10:58C'est une bonne nouvelle ou une mauvaise nouvelle, le forfait de Matt Spedersen, qu'on comprenne
11:01quand même ?
11:03Pour moi, c'est une mauvaise nouvelle.
11:08Oui, parce que tu fais partie des délégations qui pouvaient être le bazar quand même.
11:13Oui, Matt Spedersen, j'en parlais avec Julien Bernard, c'est plus lui qui m'en
11:17parlait, donc je ne vais pas tirer la couverture à moi.

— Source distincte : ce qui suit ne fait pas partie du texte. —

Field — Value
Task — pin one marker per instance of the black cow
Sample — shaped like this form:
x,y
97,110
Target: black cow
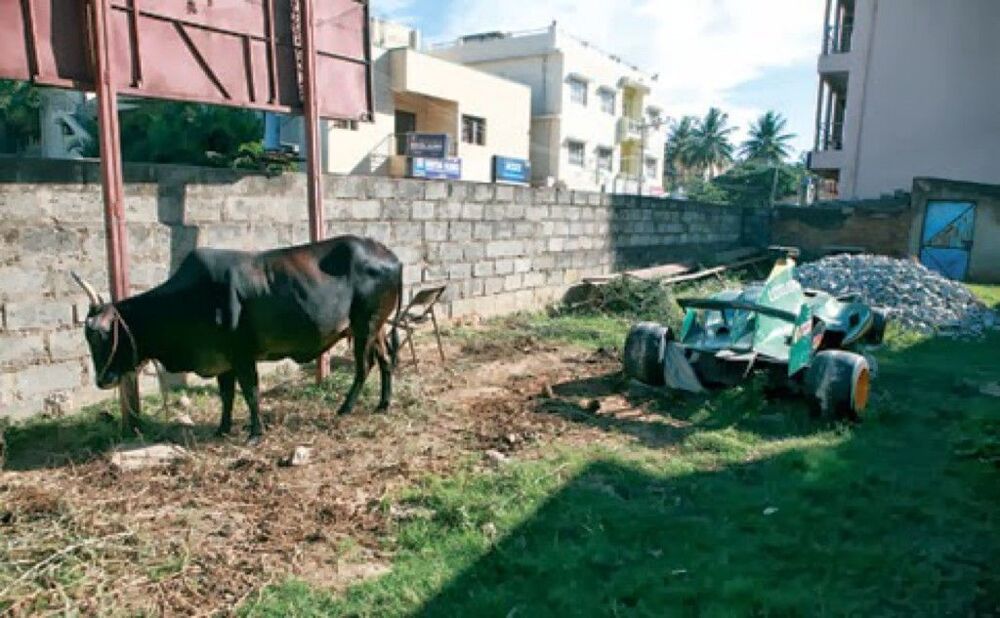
x,y
223,311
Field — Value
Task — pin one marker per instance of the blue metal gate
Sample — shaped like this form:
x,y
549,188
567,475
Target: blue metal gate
x,y
947,237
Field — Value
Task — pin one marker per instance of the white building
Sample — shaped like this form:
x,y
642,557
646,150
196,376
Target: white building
x,y
483,115
592,126
907,88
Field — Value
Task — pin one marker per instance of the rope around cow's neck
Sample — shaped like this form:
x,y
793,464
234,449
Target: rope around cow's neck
x,y
116,319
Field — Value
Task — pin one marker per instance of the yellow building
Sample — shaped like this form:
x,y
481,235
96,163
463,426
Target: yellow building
x,y
482,115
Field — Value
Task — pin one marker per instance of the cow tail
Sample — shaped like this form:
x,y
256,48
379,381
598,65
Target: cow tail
x,y
395,323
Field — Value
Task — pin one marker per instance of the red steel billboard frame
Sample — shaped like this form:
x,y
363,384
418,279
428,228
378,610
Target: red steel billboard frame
x,y
301,56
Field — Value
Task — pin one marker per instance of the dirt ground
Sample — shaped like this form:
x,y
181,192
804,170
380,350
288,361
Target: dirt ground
x,y
202,535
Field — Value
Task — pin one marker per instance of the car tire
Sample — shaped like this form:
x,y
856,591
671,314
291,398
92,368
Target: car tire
x,y
839,384
644,348
876,334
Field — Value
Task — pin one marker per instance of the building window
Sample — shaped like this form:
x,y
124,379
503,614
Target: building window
x,y
576,153
650,168
474,130
346,125
607,98
604,159
577,91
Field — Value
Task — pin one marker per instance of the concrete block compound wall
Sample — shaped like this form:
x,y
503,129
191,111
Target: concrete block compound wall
x,y
498,248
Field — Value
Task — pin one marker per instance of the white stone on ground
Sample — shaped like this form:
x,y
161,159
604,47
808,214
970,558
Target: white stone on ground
x,y
912,295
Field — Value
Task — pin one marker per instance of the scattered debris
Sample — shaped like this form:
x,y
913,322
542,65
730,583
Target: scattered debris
x,y
143,457
301,456
57,404
496,457
912,295
992,389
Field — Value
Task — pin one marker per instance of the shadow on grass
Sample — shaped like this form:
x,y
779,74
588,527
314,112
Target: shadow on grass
x,y
898,519
895,517
660,418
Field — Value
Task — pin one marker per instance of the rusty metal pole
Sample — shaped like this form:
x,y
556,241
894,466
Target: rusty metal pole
x,y
310,110
112,185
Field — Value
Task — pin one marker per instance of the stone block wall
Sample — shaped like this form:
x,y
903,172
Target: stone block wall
x,y
498,248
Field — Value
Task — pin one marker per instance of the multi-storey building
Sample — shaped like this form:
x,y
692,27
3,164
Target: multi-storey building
x,y
482,115
592,124
907,88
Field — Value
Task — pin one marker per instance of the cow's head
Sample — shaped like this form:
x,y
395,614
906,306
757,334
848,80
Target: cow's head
x,y
112,347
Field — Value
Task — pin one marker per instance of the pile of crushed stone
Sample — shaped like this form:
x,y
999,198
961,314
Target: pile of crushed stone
x,y
911,295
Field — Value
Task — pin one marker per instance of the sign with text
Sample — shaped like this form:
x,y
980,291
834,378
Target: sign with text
x,y
427,145
436,169
507,169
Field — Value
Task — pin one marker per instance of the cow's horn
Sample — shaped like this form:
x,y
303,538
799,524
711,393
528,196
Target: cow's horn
x,y
95,298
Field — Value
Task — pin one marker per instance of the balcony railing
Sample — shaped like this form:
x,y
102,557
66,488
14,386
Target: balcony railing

11:20Julien Bernard, qui est dans son équipe, donc, il était convaincu que s'il venait, c'était
11:23peut-être pas pour être champion d'Europe, mais vous voyez, Matt Spedersen, comment il
11:27fait.
11:27Quand il monte une bosse de 5-6 bornes à bloc et qu'il y a un petit peu de vent en haut
11:31et qu'il en remet là-haut et qu'il n'y a plus que 30 mecs avec lui, il se fait plaisir
11:35à faire ça.
11:36Ça ne m'aurait pas déplu, mais il n'est pas là.
11:39Parce qu'en plus, ce n'est pas nous, on ne gaspille pas d'énergie, mais bon.
11:43Et tu te situeras où, toi, Thomas, dimanche, dans la voiture, sur le bord de la route
11:47avec une ardoise ? Comment tu vas donner les consignes ? Parce qu'on sait qu'il n'y a
11:49pas d'oreillette aujourd'hui.
11:51Ça, c'est un élément très important.
11:53Moi, je suis dans la voiture, je ne conduis pas pour être tout à fait concentré, pour
11:58pouvoir envoyer, que ce soit avec la radio ou alors avec le téléphone, des messages avec
12:04des ardoises ou alors le passage à la voie devant le staff et les coureurs savent que
12:08ce qu'il y a écrit sur l'ardoise ou ce que le staff leur dit, c'est moi qui le
12:11dit. Donc, voilà, quand c'est des circuits plus petits, des fois, je descends de la
12:17voiture, mais là, je vais rester, je pense, dans la voiture. Et puis, les coureurs peuvent
12:22aussi, les capitaines de route, un ou deux qui sont désignés ou quand ils s'arrêtent
12:26en début de course, si la situation se calme un petit peu, venir à la voiture, se renseigner
12:30et même d'ailleurs, quand ça roule bien, quand la route le permet, venir à la voiture
12:35à l'ancienne. C'est vraiment plus du vélo à l'ancienne et ça ne fait pas de mal,
12:39je trouve. Du vélo à l'ancienne avec ce plateau, vous l'avez dit, exceptionnel Thomas.
12:42Merci infiniment d'avoir été en direct avec nous pour préparer ces championnats d'Europe.
12:46La course en ligne homme, ce sera dimanche à partir de 11h et demain, 12h55, la course
12:50en ligne femme. Bon courage pour votre cerveau, ne le faites pas trop chauffer quand même.